# little help please with SA citizen life partner visa



## Giedre (Apr 27, 2012)

Hello,

I have moved to SA 2 years ago and I got SA Citizen life partner visa for 3 years with work endorsement as I had a job offer as well. 

I've got a new job offer and as I understand I need to change the sticker in my passport that would state that I can work for this new company. Oh and I've got married last month as well.

My question is, what should I do? 

Do I just go to Bellville and take them a letter from a new employer (that they told me 2 years ago, when I asked them - what if I get a new job? And they said that I just bring in a new employers letter and that is it)

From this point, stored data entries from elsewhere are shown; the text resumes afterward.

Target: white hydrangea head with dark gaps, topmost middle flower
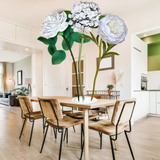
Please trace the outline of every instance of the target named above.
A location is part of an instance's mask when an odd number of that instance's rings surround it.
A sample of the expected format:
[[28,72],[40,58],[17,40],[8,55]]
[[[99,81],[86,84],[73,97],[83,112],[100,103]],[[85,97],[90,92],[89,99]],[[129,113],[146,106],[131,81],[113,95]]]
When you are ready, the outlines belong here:
[[88,33],[91,32],[91,26],[98,26],[99,16],[101,15],[98,4],[94,2],[76,2],[69,14],[69,24],[77,32],[79,29]]

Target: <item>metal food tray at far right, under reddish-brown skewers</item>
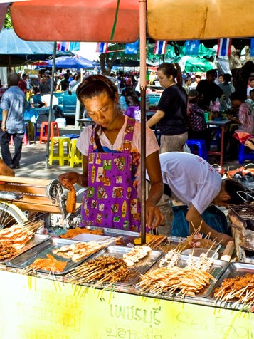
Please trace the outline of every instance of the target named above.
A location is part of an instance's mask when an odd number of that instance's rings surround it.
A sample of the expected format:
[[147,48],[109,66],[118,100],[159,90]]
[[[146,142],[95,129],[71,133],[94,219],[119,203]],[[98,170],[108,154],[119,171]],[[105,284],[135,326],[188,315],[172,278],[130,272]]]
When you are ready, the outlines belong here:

Or do I apply for a spousal visa with work endorsement with this new job offer seeing as I'm married now?? But that would probably mean that I need all the paper work and police clearance and all the other stuff? :confused2:

And I don't want to change my documents just yet (I actually can't because we don't have an embassy here in SA and if I want to change my passport I need to go in for finger prints... but I'm not planning going back home to LT this year, so I can basically forget about a new passport), so can I still apply for a spousal visa even if my documents are old with my maiden surname? :confused2:

Thank you for any help, as you see I'm confused.com


----------



## niknik88 (May 20, 2012)

Hi, I'm having a similar problem with changing the employer on my sticker. I contacted the help desk at Home affairs and they said I just needed a copy of the new contract but when I went in to submit it I was told I need copies of a lot of the forms from the original application


----------



## AlMassino (Apr 30, 2012)

There is a clause on section 11(6) about applying for Permanent Residence 3 months after being issued the 11(6) permit which i think people refer to as spousal permit with work endorsement. So when you got it 2 years ago you should have applied for the PR. why not look at applying for PR now instead of another 11(6)?!


----------